Trump asked black voters, "What do you have to lose?" The answer is health insurance.

Impact

On the campaign trail in 2016, Donald Trump famously asked America's black voters to support his candidacy, saying, "What the hell do you have to lose?" The answer, it turns out, is health insurance.

A new analysis from the Center on Budget & Policy Priorities finds that African Americans could be disproportionately affected by the Republican plan to repeal and replace the Affordable Care Act. According to the report, more than one-third of African-Americans currently get their health insurance through Medicaid and 1 in 10 of them would lose coverage under the GOP plan.

The ACA allowed states to expand the number of people eligible for Medicaid to any individual or family making up to 138% of the federal poverty line. The Republicans' replacement plan would roll back that provision over a number of years. The nonpartisan Congressional Budget Office found that the bill could cause 24 million people to lose their health insurance over a decade, many of which as a result of the decision to roll back Medicaid. 
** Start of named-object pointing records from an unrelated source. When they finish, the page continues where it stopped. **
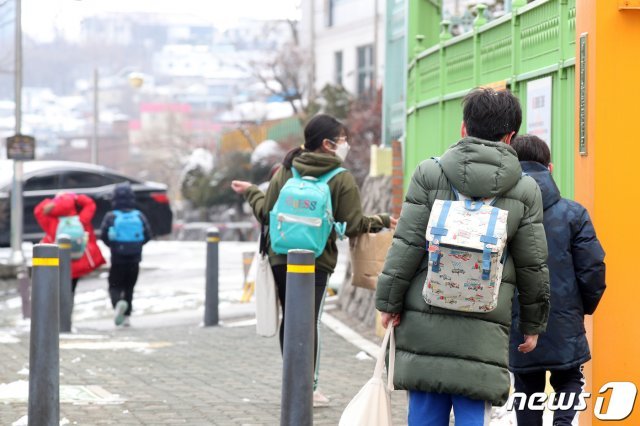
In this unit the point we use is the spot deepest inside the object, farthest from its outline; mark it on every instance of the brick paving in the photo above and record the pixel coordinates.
(186, 375)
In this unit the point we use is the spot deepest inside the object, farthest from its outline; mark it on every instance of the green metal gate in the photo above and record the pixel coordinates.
(534, 41)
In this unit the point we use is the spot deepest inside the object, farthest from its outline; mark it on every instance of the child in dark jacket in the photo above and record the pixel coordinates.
(577, 274)
(124, 230)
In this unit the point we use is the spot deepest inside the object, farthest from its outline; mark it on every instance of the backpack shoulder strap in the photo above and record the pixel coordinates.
(330, 175)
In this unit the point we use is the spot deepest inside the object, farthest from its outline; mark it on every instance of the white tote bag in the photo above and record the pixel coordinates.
(372, 405)
(266, 298)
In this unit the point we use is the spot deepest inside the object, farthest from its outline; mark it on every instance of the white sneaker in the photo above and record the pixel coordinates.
(121, 308)
(319, 400)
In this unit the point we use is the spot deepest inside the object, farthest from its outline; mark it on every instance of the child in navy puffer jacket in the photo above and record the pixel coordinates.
(125, 230)
(577, 274)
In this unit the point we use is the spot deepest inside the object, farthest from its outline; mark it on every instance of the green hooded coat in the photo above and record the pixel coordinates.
(345, 199)
(460, 353)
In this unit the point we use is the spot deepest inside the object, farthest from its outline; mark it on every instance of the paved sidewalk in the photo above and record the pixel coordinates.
(179, 375)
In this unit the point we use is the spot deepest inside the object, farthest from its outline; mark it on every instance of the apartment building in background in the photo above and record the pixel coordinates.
(346, 38)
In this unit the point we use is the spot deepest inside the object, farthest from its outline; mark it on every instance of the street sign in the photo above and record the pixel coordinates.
(21, 147)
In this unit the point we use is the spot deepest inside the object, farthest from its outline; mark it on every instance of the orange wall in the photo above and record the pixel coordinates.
(607, 182)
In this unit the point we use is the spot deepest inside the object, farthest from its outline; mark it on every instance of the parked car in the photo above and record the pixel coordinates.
(44, 179)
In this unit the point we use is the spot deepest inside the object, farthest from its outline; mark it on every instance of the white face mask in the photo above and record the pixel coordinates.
(342, 150)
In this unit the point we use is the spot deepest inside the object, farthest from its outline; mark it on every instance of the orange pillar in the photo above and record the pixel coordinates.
(607, 182)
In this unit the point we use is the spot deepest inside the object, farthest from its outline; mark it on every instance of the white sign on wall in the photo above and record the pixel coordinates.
(539, 108)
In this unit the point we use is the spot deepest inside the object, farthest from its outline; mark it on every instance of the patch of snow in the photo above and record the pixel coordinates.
(363, 356)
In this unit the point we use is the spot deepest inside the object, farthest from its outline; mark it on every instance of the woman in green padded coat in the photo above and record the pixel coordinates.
(448, 358)
(325, 148)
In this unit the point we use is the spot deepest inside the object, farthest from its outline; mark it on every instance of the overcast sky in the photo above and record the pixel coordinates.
(41, 17)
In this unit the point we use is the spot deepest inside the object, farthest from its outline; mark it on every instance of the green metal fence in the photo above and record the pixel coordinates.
(532, 42)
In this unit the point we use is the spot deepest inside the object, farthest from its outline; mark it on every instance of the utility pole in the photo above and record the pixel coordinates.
(96, 117)
(17, 257)
(312, 68)
(375, 47)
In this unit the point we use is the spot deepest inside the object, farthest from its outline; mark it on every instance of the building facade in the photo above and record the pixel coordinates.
(346, 41)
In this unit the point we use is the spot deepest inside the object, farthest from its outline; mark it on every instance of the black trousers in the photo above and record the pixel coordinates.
(280, 276)
(122, 280)
(563, 381)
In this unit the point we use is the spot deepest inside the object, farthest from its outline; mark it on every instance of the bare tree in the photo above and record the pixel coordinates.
(162, 150)
(282, 71)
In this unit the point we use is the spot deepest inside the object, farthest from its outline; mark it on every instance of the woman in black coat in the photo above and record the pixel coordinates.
(577, 275)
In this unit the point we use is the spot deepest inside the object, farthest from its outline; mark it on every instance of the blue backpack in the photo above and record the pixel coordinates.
(73, 228)
(126, 235)
(302, 217)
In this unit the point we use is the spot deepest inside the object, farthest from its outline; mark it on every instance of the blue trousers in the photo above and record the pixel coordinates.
(433, 409)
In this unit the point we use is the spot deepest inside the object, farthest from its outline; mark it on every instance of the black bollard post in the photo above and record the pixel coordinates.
(44, 350)
(66, 296)
(211, 293)
(297, 358)
(24, 287)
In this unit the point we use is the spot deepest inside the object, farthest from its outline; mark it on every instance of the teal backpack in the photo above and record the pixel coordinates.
(302, 217)
(73, 228)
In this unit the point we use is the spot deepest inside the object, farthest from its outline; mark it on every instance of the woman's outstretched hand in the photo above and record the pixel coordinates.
(240, 186)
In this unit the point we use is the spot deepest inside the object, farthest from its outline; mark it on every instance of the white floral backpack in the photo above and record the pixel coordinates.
(466, 243)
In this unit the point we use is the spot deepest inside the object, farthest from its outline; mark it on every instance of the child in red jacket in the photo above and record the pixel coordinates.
(47, 213)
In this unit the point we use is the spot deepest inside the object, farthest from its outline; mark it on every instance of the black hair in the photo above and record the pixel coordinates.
(532, 148)
(319, 128)
(490, 114)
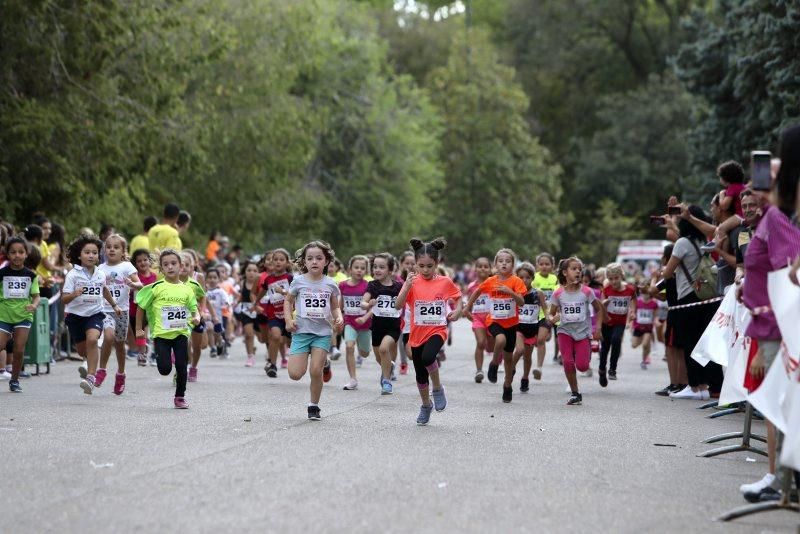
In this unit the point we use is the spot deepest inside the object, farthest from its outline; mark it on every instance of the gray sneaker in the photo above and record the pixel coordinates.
(439, 400)
(424, 415)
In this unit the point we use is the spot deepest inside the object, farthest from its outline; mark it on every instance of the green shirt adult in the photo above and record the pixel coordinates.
(169, 307)
(17, 289)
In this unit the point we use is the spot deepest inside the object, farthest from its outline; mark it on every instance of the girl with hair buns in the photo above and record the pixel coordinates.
(427, 293)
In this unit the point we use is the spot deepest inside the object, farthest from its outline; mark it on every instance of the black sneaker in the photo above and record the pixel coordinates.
(314, 413)
(492, 374)
(575, 399)
(272, 371)
(603, 379)
(666, 391)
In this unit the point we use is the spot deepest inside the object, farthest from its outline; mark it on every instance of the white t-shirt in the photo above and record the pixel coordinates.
(90, 301)
(116, 276)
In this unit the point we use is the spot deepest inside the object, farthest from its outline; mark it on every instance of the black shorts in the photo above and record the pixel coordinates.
(379, 333)
(510, 333)
(78, 325)
(279, 323)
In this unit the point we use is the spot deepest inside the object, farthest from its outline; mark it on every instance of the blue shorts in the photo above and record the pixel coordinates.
(303, 343)
(8, 328)
(78, 325)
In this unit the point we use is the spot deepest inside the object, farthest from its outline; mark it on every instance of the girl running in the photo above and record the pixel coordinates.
(427, 293)
(19, 298)
(196, 282)
(247, 318)
(528, 324)
(83, 293)
(570, 305)
(168, 304)
(620, 303)
(357, 322)
(274, 285)
(506, 292)
(380, 299)
(547, 282)
(646, 309)
(478, 316)
(317, 297)
(142, 261)
(121, 277)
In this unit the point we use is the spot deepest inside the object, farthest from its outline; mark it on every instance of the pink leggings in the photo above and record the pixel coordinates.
(574, 353)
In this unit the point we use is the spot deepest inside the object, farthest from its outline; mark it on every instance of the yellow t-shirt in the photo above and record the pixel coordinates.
(163, 236)
(140, 242)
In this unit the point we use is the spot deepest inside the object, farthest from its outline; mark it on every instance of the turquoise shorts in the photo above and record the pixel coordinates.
(303, 343)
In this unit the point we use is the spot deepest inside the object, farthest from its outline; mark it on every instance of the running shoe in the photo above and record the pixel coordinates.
(603, 377)
(439, 399)
(272, 371)
(119, 383)
(327, 374)
(424, 415)
(492, 374)
(575, 399)
(99, 377)
(386, 387)
(351, 385)
(87, 384)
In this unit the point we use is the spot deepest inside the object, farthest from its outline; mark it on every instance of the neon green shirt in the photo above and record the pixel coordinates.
(169, 308)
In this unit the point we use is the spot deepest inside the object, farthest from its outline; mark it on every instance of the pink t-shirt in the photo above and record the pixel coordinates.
(351, 302)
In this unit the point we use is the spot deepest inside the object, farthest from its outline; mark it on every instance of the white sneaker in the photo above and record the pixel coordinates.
(687, 393)
(351, 385)
(756, 487)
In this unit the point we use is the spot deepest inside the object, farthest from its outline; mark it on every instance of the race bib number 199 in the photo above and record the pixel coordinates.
(430, 313)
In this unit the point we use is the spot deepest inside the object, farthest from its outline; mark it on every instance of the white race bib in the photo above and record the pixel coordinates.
(174, 317)
(314, 304)
(430, 313)
(384, 307)
(16, 287)
(481, 304)
(618, 305)
(573, 312)
(91, 294)
(644, 317)
(352, 306)
(529, 314)
(503, 308)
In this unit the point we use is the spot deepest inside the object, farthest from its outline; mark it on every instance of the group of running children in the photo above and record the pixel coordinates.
(513, 308)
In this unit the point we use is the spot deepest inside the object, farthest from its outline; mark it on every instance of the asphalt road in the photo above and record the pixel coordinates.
(244, 458)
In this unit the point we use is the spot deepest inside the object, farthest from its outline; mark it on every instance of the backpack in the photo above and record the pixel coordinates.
(705, 283)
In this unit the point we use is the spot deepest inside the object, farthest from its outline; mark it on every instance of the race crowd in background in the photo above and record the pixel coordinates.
(147, 300)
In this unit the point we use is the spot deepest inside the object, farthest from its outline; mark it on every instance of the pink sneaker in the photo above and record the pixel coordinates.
(119, 383)
(99, 377)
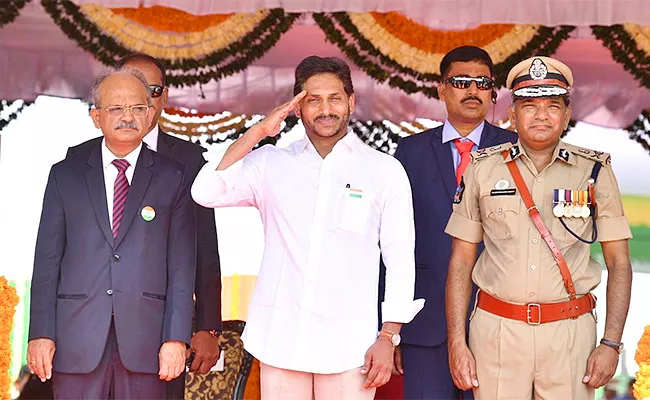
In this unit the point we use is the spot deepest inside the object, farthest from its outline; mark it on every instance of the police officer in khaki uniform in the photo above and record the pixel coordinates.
(536, 205)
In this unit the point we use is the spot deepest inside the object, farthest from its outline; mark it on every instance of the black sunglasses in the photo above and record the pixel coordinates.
(156, 90)
(464, 82)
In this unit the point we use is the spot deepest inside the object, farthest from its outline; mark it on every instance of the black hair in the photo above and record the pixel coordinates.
(135, 57)
(465, 54)
(314, 65)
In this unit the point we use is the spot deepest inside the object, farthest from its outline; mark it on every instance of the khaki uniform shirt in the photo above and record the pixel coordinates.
(517, 265)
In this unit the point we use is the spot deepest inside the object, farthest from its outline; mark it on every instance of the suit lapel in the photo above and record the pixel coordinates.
(445, 161)
(139, 184)
(488, 137)
(165, 146)
(97, 191)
Ironically, the ACA's Medicaid expansion has underserved African-Americans, who disproportionately live in states that chose not to expand Medicaid. Still, the ACA dramatically improved health care coverage for African-Americans. 

In states that did expand Medicaid, working-class African-Americans have seen a significant amount of the benefit. For instance, the CBPP analysis points out that, in Ohio, African-Americans make up 25% of the expanded Medicaid population, despite being just 12.7% of the states total population.

The ACA also brought the national rate of African-Americans who have health insurance up to 88% — within 3% of the coverage rate for all Americans. According to CBPP's analysis, that gap could start to widen again under the Republicans' health care plan.